糖代謝異常に伴う神経障害が認知症の発症に深く関わる一群があり、我々はこれを”糖尿病性認知症(diabetes-related demenitia, DrD)と呼んでいる。
−日本薬剤師会雑誌 第72巻 第1号 令和2年1月1日 p12
これまでの多くの疫学調査や臨床研究から、糖尿病と認知症の間には密接な関連があることが報告されている。糖尿病による全認知症の発症リスクはハザード比で1.7倍、アルツハイマー型認知症(AD)は1.6倍、血管性認知症は2.2倍になることが示されている。
発症メカニズムは多彩である。①AD病理の促進、②動脈硬化や脳血管障害、③糖代謝異常などの合せ技によって認知症の発症を早めているのかもしれない。③糖代謝異常は血糖管理により治療や予防が期待できる。
一般に、空腹時血糖値よりも食後の高血糖や血糖の日内変動が認知症の発症リスクとなりやすい。HbA1cが7.0%を超えると認知症の発症リスクが高くなり、逆に低血糖発作を数回繰り返した場合は起こさなかった場合と比べて認知症の発症頻度も2倍近く高くなることが示されている。

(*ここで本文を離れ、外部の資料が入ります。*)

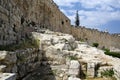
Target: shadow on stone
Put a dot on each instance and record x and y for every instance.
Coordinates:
(43, 72)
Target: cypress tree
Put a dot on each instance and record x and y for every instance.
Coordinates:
(77, 21)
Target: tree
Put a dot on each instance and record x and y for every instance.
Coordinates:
(77, 22)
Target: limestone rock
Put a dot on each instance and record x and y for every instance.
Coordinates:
(74, 68)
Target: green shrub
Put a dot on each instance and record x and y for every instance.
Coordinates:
(95, 45)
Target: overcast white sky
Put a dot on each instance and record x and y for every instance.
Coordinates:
(99, 14)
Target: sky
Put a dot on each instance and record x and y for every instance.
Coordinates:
(98, 14)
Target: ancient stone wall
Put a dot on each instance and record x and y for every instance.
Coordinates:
(18, 17)
(21, 62)
(94, 36)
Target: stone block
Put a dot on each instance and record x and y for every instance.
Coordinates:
(91, 69)
(7, 76)
(73, 78)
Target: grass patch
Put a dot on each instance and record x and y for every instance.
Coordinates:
(27, 43)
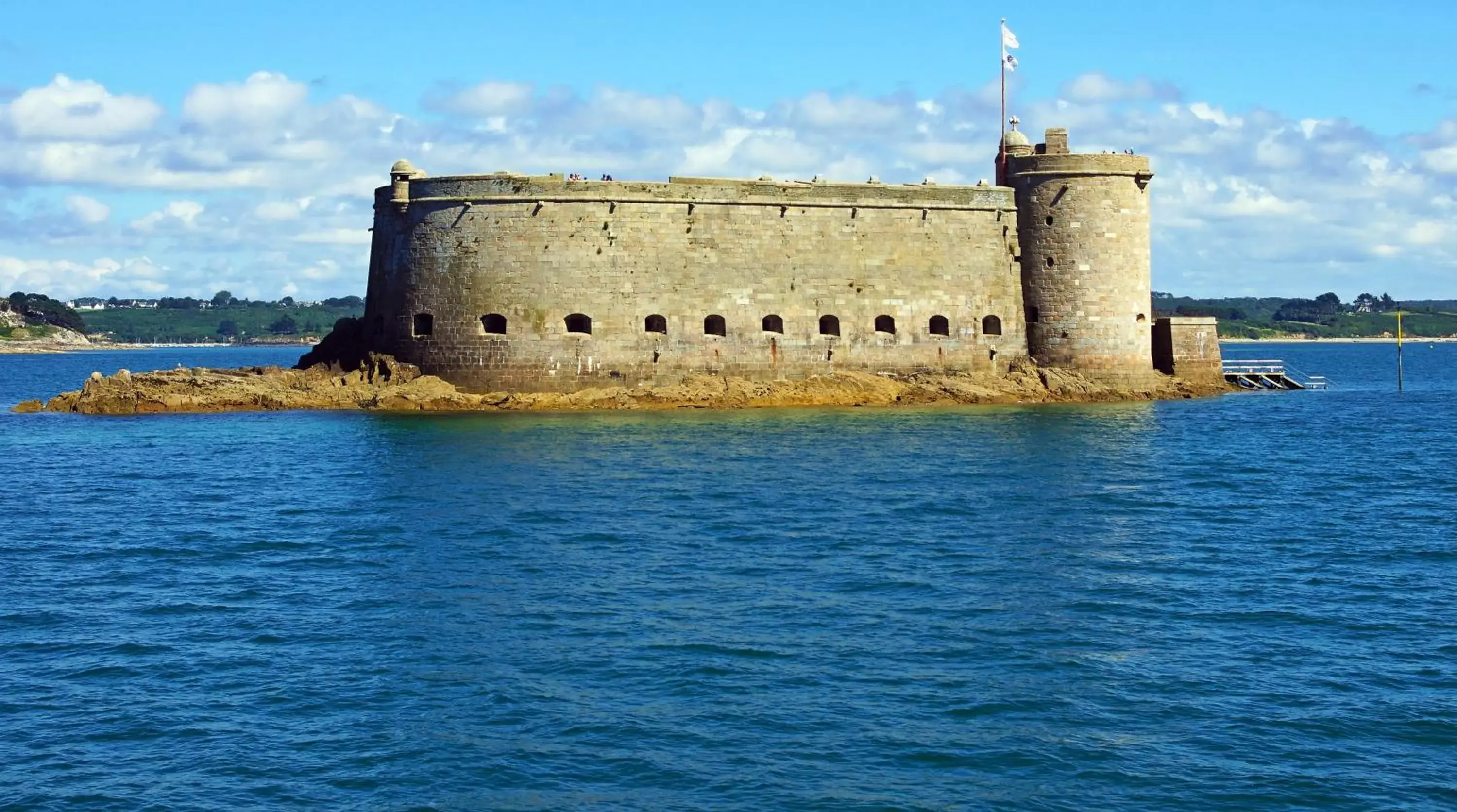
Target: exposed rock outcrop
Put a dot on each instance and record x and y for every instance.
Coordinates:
(341, 350)
(387, 385)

−日本薬剤師会雑誌 第72巻 第1号 令和2年1月1日 p14
血糖コントロール目標値は低血糖を起こさないように個別に設定する。平均血糖値だけでなく、食後高血糖や血糖の日内変動を抑え、低血糖を予防することが重要。服薬指導のときは目標値の確認、食後高血糖、低血糖に留意する。